Questions regarding transcribing long audios (>25MB) in Whisper API

The documentation mentions the usage of audio splicing and chunking. I’ve done that and let’s say I’ve a 60 minute audio that I want to transcribe so I divide it into 6 chunks of 10 minutes each, and I pass them through Whisper, and get 6x WEBVTT files.

What’s the best approach to string together the WEBVTT files to get a solid .srt file that is also closely accurate? Is that even what I should be doing - since I’ve never done this before, are there ways easier than this?

Basically - how does one go about transcribing a 60 minute audio.
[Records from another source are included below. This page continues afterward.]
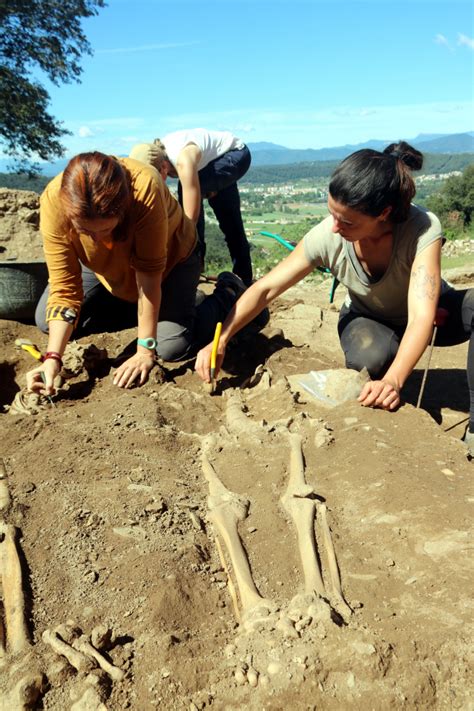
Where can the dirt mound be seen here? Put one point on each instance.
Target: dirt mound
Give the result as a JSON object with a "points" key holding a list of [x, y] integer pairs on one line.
{"points": [[19, 226], [189, 528]]}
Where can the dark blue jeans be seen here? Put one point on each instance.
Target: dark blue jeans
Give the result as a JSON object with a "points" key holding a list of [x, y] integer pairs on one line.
{"points": [[220, 176]]}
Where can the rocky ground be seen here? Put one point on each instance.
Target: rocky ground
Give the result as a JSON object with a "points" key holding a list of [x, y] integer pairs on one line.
{"points": [[181, 532]]}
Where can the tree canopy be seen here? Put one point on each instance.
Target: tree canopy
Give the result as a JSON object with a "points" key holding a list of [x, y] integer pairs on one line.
{"points": [[44, 34], [454, 204]]}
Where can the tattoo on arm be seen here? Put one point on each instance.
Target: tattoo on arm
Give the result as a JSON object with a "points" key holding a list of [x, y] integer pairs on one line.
{"points": [[140, 300], [424, 283]]}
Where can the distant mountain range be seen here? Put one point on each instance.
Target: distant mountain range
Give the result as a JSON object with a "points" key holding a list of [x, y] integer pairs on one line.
{"points": [[264, 153], [268, 154]]}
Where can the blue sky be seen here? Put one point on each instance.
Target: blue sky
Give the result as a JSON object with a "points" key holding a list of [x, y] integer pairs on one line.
{"points": [[300, 73]]}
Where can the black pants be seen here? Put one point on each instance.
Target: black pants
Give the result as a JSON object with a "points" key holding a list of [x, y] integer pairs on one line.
{"points": [[372, 343], [220, 176]]}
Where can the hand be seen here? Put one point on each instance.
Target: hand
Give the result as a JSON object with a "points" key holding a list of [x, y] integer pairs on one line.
{"points": [[138, 366], [203, 362], [380, 393], [41, 379]]}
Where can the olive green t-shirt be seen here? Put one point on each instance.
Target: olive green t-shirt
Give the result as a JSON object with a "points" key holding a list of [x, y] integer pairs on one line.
{"points": [[386, 297]]}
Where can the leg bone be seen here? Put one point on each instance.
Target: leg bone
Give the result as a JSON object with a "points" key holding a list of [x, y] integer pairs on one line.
{"points": [[13, 598], [83, 645], [226, 509], [302, 509], [75, 658], [342, 605]]}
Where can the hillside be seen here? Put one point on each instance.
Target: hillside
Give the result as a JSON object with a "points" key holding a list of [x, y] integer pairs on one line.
{"points": [[286, 172]]}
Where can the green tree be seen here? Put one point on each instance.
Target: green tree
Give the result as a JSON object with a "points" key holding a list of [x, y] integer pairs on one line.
{"points": [[45, 35], [454, 204]]}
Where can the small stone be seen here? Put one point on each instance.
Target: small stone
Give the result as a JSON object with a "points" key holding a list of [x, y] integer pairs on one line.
{"points": [[274, 668], [240, 677], [364, 648]]}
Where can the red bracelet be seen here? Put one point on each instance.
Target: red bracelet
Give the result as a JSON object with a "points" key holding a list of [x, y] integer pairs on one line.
{"points": [[53, 356]]}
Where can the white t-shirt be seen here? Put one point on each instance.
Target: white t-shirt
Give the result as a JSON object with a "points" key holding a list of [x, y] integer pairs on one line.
{"points": [[212, 144], [387, 297]]}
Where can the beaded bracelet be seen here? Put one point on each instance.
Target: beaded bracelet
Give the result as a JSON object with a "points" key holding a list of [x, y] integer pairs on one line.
{"points": [[53, 356]]}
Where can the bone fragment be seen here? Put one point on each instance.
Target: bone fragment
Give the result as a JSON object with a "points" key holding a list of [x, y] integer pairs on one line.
{"points": [[5, 499], [89, 701], [2, 643], [342, 605], [237, 421], [302, 509], [13, 598], [101, 637], [75, 658], [83, 645], [230, 583], [226, 509], [25, 693], [252, 676]]}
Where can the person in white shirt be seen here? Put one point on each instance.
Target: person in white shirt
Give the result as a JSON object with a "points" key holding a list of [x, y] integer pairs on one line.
{"points": [[208, 164], [387, 252]]}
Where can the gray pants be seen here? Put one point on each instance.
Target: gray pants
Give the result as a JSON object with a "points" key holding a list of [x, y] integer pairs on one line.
{"points": [[182, 326]]}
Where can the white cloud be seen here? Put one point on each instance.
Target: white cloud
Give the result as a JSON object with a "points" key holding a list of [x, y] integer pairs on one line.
{"points": [[331, 126], [146, 48], [85, 132], [466, 41], [442, 40]]}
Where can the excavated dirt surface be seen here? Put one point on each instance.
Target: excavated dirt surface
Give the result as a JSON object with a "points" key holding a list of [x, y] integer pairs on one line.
{"points": [[109, 500], [110, 505]]}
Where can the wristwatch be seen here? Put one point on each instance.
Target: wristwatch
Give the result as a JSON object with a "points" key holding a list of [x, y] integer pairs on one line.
{"points": [[149, 343]]}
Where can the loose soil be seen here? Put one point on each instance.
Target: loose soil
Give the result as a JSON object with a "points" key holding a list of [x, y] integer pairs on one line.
{"points": [[110, 503]]}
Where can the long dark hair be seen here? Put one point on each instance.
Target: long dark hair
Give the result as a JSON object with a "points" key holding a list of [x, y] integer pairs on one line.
{"points": [[95, 185], [369, 181]]}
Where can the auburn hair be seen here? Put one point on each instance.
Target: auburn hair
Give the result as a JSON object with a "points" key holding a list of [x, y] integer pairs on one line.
{"points": [[94, 186]]}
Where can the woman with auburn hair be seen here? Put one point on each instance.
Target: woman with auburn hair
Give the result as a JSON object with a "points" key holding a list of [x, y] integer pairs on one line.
{"points": [[387, 252], [121, 252]]}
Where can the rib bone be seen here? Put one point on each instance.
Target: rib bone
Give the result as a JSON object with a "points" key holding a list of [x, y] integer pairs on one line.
{"points": [[13, 598], [83, 645], [301, 509], [226, 509], [75, 658]]}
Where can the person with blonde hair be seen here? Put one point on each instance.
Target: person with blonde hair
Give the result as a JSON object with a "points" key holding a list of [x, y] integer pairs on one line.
{"points": [[121, 253], [208, 164]]}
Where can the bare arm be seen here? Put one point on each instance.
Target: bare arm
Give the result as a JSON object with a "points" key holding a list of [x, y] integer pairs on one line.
{"points": [[149, 300], [187, 170], [59, 334], [291, 270], [423, 295]]}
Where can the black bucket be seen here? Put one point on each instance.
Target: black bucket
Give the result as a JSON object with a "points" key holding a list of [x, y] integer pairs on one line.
{"points": [[21, 286]]}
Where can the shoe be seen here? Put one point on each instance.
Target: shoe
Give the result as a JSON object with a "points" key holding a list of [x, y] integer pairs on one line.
{"points": [[468, 440], [232, 283]]}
I’m using Python & NodeJS for backend. So kindly let me know how do you go about it?

1 Like

typically you would split the audio up into 20Mb or less chunks, usually you would use an intelligent algorithm that looks for silence so you don’t chop a spoken word in half. Once that has been done you send one chunk to Whisper to be transcribed, when that has returned with the text you send another audio chunk off to be processed and when that is returned you append that text to the end of the first text, repeat that procedure until all chunks have been processed and appended.

1 Like

I get that - but let’s suppose first chunk’s timestamps are from 0:00:00 to 0:05:00 and the next chunk is 3 minutes long, but its timestamp also goes from 0:00:00 to 0:03:00. So now I’ve two WEBVTTs with timestamps that starts from 0:00:00, so it’s not exactly convenient to append them. How does one go about this? Or am I missing something here?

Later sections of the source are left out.